A number of fluorescent mAbs were used in these studies. FITC-conjugated anti-human CD4, CD10, CD38, CD45, and CD45RA; phycoerythrin (PE)-conjugated anti-human CD2, CD4, CD8, CD16, CD19, CD20, and CD56; peridinin chlorophyll protein (PerCP)-conjugated anti-human CD3; allophycocyanin-conjugated anti-human CD34; and FITC-conjugated goat anti-mouse Ig were obtained from Becton Dickinson (San Jose, CA). Tri-color (TC)-conjugated anti-human CD8 and allophycocyanin-conjugated anti-human CD3 were obtained from Caltag (Burlingame, CA). PE-Texas Red (ECD)-conjugated anti-human CD8 was obtained from Coulter (Miami, FL). PE-conjugated anti-human glycophorin A was obtained from Immunotech (Westbrook, ME). PE-conjugated anti-human CXCR4 clone 47718 and unconjugated anti-human CXCR4 clones 47701 and 47712 were gifts from Monica Tsang (R&D Systems, Minneapolis, MN). These three mAbs recognize epitopes on the second extracellular loop of CXCR4, with contributions from the first extracellular loop (M. Tsang, unpublished observations), and do not stain cells expressing CXCR1, CXCR2, CXCR3, CCR2, or CCR5 (M. Tsang, unpublished observations, and data not shown). The anti-human CXCR4 clone 12G5 (35) was a gift from James Hoxie (University of Pennsylvania, Philadelphia, PA). The anti-human CCR5 clone 3A9 (33) was a gift from LeukoSite (Cambridge, MA); the mAb was conjugated with PE using a commercial kit (Prozyme, San Leandro, CA). Isotype control Abs for the CXCR4 and CCR5 mAbs consisted of unconjugated mouse IgG2a (Dako, Carpinteria, CA) and PE-conjugated mouse IgG2a and IgG2b (Caltag). Isotype control Abs for the anti-CD mAbs consisted of TC-conjugated mouse IgG2a (Caltag), FITC-conjugated mouse IgG1 and IgG2a, PE-conjugated mouse IgG1 and IgG2a, PerCP-conjugated mouse IgG1, and allophycocyanin-conjugated mouse IgG1 (Becton Dickinson).

Cell preparation

Human fetal bone marrow and thymus were obtained from fetuses at approximately 20 wk gestation at the time of elective termination of pregnancy. Thy/Liv implants were surgically removed from SCID-hu Thy/Liv mice, prepared as previously described (11). Thymi or Thy/Liv implants were ground between the membranes of a nylon mesh bag (Tetko, Kansas City, MO) submerged in PBS; the released cells were rinsed with PBS. Femurs were crushed, and the released cells were subjected to Ficoll-Hypaque density centrifugation. For depletion of cells expressing markers of mature lineage cells, mononuclear cells at the Ficoll interface were rinsed with PBS and incubated with a mixture of PE-conjugated Abs specific for human CD2, CD4, CD8, CD16, CD19, CD20, CD56, and glycophorin A for 30 min at 4°C. Cells coated with these Abs were removed with sheep anti-mouse Ig-conjugated magnetic beads (Dynal, Lake Success, NY). PE-negative cells were then purified from the remaining mixture of cells by FACS using a FACSVantage (Becton Dickinson).

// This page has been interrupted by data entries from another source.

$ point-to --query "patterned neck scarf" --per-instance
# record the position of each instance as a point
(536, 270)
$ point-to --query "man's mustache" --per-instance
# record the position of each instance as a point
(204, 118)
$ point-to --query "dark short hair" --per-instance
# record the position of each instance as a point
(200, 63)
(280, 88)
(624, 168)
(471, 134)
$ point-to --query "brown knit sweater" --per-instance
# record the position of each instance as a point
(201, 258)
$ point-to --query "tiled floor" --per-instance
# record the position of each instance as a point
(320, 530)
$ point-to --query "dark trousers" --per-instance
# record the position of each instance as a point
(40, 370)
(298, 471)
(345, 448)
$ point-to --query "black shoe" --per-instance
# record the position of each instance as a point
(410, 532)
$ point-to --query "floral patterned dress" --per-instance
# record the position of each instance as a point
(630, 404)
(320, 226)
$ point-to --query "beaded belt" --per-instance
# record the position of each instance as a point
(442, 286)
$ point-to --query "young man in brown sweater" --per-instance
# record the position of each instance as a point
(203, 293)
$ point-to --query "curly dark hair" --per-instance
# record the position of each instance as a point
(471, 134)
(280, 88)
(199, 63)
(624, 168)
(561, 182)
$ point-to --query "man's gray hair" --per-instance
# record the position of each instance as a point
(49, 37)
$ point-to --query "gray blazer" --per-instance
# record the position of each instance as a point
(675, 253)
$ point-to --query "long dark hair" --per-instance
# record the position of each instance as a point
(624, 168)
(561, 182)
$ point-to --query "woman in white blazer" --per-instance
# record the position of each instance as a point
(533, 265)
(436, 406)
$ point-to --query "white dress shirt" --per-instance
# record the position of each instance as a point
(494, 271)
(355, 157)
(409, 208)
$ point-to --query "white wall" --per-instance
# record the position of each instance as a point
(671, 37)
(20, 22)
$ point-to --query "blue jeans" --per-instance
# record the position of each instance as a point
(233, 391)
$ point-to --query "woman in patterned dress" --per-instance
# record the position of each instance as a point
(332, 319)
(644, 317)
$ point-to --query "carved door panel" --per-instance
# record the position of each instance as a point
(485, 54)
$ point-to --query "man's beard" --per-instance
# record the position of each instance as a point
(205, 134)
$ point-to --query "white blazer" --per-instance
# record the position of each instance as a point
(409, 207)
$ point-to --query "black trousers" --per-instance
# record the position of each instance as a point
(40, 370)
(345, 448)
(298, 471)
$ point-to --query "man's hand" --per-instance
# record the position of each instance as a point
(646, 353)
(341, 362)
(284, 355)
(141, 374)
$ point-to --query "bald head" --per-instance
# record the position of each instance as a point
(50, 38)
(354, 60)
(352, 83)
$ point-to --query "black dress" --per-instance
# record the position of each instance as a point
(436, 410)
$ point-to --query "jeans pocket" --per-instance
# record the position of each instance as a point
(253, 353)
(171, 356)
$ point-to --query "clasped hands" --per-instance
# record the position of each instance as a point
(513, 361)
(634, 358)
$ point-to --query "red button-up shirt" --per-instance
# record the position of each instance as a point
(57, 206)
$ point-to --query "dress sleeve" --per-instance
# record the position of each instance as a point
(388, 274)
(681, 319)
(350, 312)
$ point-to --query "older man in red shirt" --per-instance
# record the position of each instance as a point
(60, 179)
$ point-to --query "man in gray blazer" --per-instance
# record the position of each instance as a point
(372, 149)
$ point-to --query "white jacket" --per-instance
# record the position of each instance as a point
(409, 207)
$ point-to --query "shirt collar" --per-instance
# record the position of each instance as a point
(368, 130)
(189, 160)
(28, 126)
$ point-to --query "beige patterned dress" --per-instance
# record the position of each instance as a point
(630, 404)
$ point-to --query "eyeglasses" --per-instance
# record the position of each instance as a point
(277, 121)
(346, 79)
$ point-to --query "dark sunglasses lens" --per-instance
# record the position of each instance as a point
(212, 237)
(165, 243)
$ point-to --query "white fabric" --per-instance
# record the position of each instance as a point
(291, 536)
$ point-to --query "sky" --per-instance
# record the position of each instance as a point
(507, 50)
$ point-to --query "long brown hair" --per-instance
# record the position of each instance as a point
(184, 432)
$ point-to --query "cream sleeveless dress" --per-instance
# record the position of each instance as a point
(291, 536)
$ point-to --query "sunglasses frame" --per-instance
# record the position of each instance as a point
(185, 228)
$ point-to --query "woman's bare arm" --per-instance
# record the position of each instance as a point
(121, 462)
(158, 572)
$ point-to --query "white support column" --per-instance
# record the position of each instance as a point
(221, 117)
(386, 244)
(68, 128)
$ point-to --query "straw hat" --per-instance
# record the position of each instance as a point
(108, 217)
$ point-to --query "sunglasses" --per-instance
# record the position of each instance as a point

SCID-hu Thy/Liv blood was obtained by cardiac puncture. Adult blood (age, 28–34 yr) was obtained by venipuncture. Cord blood was obtained from term deliveries without evidence of maternal or fetal infection. All procedures and practices were approved by the University of California-San Francisco Committee on Human Research or the University of California-San Francisco Committee on Animal Research.

FACS analysis

Staining of cells with the PE-conjugated CXCR4 or CCR5 mAbs was performed concurrently with mAbs against various CD markers using 10⁶ to 10⁷ purified cells or 50 µl of whole blood in a 100-µl reaction volume containing PBS and 2% FBS. Anti-CD markers included CD38-FITC and CD34-allophycocyanin mAbs for bone marrow mononuclear cells; CD10-FITC and CD34-allophycocyanin for lineage-depleted bone marrow cells; CD3-allophycocyanin, CD4-FITC, and CD8-TC or -ECD for thymocytes from fetal thymus or SCID-hu Thy/Liv implants; CD3-PerCP and CD45-FITC for whole blood from SCID-hu Thy/Liv mice; and CD3-PerCP and CD45RA-FITC for whole blood from adult humans or cord blood. The 47718-PE CXCR4 mAb and its IgG2b-PE isotype control mAb were used at 5 µg/ml, while the 3A9-PE CCR5 mAb and its IgG2a-PE isotype control mAb were used at 1 µg/ml. After 20 min, the cells were rinsed in PBS-2% FBS, fixed in 0.5% paraformaldehyde, and analyzed on a FACSVantage (bone marrow, thymus) or were exposed to FACS lysing solution (Becton Dickinson) for 5 min, fixed in 0.5% paraformaldehyde, and analyzed on a FACScan (blood samples).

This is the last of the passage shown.